Gabil eventually convinces his wife and son to move to Russia, promising that they will have more opportunities in Moscow. Recognizing that he will not be able to tend to the orchard himself, Shamil decides to sell the orchard to his neighbor Rasim, who plans to build a factory on the land. Shamil asks Gabil to take the money from the sale of the orchard and put it in a bank account for Jalal. Instead, Gabil absconds with the money to settle his debts, abandoning the family once again. While on the bus back to Moscow, he makes a phone call that reveals he has another family there. A friend later reveals, Gabil’s daughter there was being held hostage as collateral for his outstanding debts. The revelation of this detail feels somewhat gratuitous. Although it is meant to explain why Gabil has again betrayed his family, there was little sense of the severity of his situation prior to this moment. This slowly paced drama lacks the tension it would need to carry off such a revelation.

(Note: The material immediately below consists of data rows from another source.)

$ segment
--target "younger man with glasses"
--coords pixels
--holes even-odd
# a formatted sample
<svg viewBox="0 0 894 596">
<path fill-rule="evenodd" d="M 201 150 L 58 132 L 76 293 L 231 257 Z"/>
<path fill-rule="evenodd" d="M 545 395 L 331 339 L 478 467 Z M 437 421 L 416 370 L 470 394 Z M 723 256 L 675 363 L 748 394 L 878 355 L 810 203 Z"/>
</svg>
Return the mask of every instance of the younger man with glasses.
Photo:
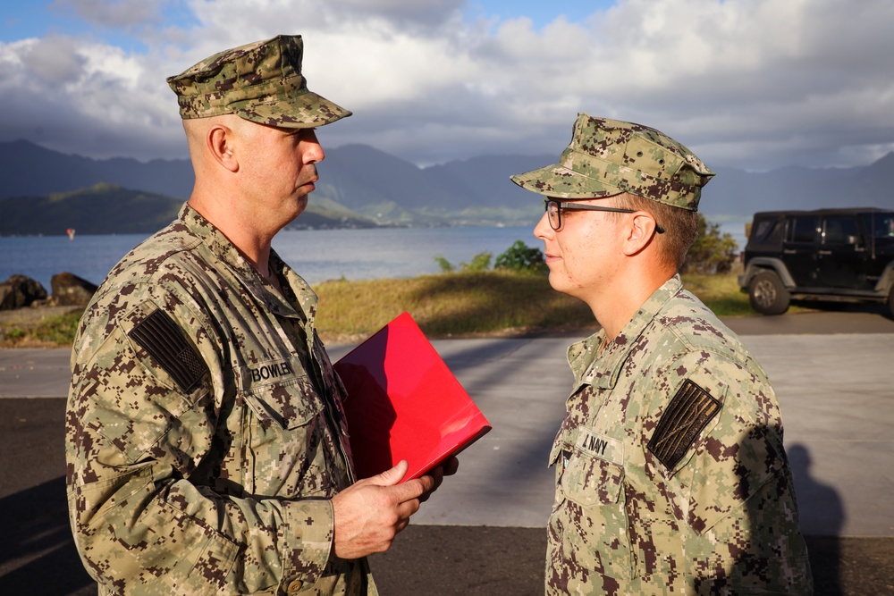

At the end of the film, we find ourselves back in the ophthalmologist’s office. The final shot is of the same pomegranate tree framed by the window at the beginning of the film, but now the fruit on the tree is blackened and shriveled. Although Jalal’s outward eye-sight has not improved, his vision of the black fruit has indeed come to pass.
The translation of Chekhov’s play to contemporary Azerbaijan yields some interesting results. If Chekhov’s play is concerned with changing socio-economic structures—the decline of the gentry and the rise of the middle class in post-reform Russia—so, too, does Najaf’s film attend to the rise of migrant workers coming to Russia from former Soviet republics and how this disrupts traditional ways of life.
Like Chekhov’s cherry orchard, the pomegranate orchard is portrayed as a fragile idyll, with signs of the modern world slowly encroaching. And yet, we are reminded that the idyllic nature of the orchard has already been pierced. In the play, Madame Ranevskaya’s son Grisha drowned in the river, thus impelling her to abandon the estate and move abroad. In the film, we learn that Gabil’s brother died when he crashed his car into one of the trees while driving drunk. It is Gabil’s guilt over this event—he had given his brother the keys to the car even though he knew he was drunk—that motivated him to flee to Russia twelve years ago. For both characters, the orchard is the beloved ancestral home but also the site of trauma.
What is intriguing, however, is that Gabil’s character doubles as both Ranevskaya, the aristocratic landowner of the orchard, and Lopakhin, the son of a former serf who buys the estate. Like Ranevskaya, Gabil returns to the family estate from abroad, heavily in debt. Despite their financial situations, both characters make a show of generosity so that others will still perceive them as prosperous. Like Lopakhin, though, Gabil also encourages the sale of the family estate in his attempt to gain ascendancy in the new socio-economic order. And yet, one feels that the film does not do as much as it could to explore this tension in Gabil’s character.